Despite ongoing efforts to better understand the mechanisms underlying safety and toxicity, ~30% of the attrition in drug discovery and development is still due to safety concerns. Changes in current practice regarding the assessment of safety and toxicity are required to reduce late stage attrition and enable effective development of novel medicines. This review focuses on the implications of empirical evidence generation for the evaluation of safety and toxicity during drug development. A shift in paradigm is needed to (i) ensure that pharmacological concepts are incorporated into the evaluation of safety and toxicity; (ii) facilitate the integration of historical evidence and thereby the translation of findings across species as well as between in vitro and in vivo experiments and (iii) promote the use of experimental protocols tailored to address specific safety and toxicity questions. Based on historical examples, we highlight the challenges for the early characterisation of the safety profile of a new molecule and discuss how model-based methodologies can be applied for the design and analysis of experimental protocols. Issues relative to the scientific rationale are categorised and presented as a hierarchical tree describing the decision-making process. Focus is given to four different areas, namely, optimisation, translation, analytical construct and decision criteria. From a methodological perspective, the relevance of quantitative methods for estimation and extrapolation of risk from toxicology and safety pharmacology experimental protocols, such as points of departure and potency, is discussed in light of advancements in population and Bayesian modelling techniques (e.g. non-linear mixed effects modelling). Their use in the evaluation of pharmacokinetics (PK) and pharmacokinetic-pharmacodynamic relationships (PKPD) has enabled great insight into the dose rationale for medicines in humans, both in terms of efficacy and adverse events. Comparable benefits can be anticipated for the assessment of safety and toxicity profile of novel molecules.
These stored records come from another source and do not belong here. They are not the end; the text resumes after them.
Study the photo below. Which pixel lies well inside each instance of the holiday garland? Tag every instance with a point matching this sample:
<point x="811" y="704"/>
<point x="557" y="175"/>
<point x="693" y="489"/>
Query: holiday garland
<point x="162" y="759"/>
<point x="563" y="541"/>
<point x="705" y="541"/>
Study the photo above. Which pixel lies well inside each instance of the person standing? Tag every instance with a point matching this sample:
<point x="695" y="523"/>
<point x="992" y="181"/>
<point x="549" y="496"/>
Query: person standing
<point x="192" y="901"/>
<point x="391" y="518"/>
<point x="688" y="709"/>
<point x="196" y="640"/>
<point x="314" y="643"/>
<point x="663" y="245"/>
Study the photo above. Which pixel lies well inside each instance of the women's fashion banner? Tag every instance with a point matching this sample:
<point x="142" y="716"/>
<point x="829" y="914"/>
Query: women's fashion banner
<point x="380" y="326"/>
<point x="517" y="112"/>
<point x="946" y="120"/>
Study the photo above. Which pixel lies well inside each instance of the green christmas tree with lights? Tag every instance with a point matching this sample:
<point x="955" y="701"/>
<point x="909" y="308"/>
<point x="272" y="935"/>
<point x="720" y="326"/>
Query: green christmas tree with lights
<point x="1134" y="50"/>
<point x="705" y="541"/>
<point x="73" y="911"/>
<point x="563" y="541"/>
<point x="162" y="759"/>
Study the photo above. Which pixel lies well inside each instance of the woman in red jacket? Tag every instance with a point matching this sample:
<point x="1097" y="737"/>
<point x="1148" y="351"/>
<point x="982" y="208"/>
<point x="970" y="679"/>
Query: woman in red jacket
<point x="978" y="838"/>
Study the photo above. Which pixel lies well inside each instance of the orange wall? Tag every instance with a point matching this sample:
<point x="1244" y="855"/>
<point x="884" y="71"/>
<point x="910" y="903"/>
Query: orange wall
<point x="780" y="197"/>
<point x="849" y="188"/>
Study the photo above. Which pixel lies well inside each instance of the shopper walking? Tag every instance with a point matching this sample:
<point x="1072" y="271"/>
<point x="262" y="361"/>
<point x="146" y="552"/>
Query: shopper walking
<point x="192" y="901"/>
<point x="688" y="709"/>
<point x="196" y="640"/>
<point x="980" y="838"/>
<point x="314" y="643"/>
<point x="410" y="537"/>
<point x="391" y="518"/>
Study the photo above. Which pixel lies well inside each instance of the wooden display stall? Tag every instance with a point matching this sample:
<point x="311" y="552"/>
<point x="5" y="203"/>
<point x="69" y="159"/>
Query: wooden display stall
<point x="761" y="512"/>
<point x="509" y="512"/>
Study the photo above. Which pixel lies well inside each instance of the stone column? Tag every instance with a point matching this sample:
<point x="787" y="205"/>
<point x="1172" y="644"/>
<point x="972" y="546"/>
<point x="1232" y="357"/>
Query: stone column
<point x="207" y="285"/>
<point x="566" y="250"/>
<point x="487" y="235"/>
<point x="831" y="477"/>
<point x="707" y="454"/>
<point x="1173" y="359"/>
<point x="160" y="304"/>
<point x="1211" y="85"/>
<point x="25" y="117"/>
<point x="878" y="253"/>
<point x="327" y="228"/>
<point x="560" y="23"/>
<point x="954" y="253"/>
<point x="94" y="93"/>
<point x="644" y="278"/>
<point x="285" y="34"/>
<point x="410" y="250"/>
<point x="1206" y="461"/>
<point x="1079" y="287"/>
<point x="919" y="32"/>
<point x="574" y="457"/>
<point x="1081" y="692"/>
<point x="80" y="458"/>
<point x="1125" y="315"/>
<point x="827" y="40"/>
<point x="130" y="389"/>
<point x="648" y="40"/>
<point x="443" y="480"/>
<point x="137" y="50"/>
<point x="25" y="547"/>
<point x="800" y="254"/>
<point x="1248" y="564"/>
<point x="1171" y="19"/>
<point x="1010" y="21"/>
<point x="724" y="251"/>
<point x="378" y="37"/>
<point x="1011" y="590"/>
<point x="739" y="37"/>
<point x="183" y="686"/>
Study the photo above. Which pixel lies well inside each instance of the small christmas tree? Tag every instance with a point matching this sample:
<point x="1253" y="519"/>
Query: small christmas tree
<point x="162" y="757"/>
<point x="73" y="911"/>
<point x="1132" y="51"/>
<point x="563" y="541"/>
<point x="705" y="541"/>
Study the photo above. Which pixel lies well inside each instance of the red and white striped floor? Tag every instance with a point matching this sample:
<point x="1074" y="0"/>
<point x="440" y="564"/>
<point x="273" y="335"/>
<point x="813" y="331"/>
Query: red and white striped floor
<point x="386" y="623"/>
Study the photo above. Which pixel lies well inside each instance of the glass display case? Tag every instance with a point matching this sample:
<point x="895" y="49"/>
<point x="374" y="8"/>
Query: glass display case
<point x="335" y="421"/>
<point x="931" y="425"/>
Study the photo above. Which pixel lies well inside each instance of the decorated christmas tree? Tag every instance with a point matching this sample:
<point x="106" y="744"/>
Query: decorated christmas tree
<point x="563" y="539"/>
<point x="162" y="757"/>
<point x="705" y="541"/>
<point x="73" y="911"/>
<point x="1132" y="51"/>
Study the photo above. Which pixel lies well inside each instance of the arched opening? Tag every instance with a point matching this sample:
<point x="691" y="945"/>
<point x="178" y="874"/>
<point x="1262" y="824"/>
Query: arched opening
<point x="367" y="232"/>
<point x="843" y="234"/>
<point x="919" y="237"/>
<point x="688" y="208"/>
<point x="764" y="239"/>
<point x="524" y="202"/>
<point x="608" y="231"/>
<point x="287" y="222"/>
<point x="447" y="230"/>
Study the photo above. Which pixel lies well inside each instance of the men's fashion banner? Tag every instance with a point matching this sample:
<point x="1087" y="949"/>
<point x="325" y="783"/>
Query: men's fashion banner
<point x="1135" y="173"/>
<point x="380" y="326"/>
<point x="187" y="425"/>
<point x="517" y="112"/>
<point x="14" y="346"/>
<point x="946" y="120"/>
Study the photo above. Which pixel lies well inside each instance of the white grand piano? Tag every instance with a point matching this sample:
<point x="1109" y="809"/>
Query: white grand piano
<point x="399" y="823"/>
尽管人们一直在努力更好地理解安全性和毒性背后的机制,但在药物研发过程中,仍有30%的淘汰是由于安全问题。需要改变当前安全性和毒性评估的做法,以减少后期淘汰率,并推动新型药物的有效开发。本综述重点关注经验证据生成对药物研发过程中安全性和毒性评估的影响。需要转变范式,以(i)确保将药理学概念纳入安全性和毒性评估;(ii)促进历史证据的整合,从而实现跨物种以及体外和体内实验结果的转化;(iii)推动使用针对特定安全性和毒性问题量身定制的实验方案。基于历史实例,我们强调了新分子安全性概况早期表征面临的挑战,并讨论了基于模型的方法如何应用于实验方案的设计和分析。与科学原理相关的问题被分类并呈现为描述决策过程的层次树。重点关注四个不同领域,即优化、转化、分析构建和决策标准。从方法学角度,结合群体和贝叶斯建模技术(如非线性混合效应建模)的进展,讨论了毒理学和安全药理学实验方案中用于风险估计和外推的定量方法(如起始点和效力)的相关性。它们在药代动力学(PK)和药代动力学-药效学关系(PKPD)评估中的应用,使人们对人类药物的剂量原理在疗效和不良事件方面有了更深入的了解。预计在新型分子安全性和毒性概况评估中也会有类似的益处。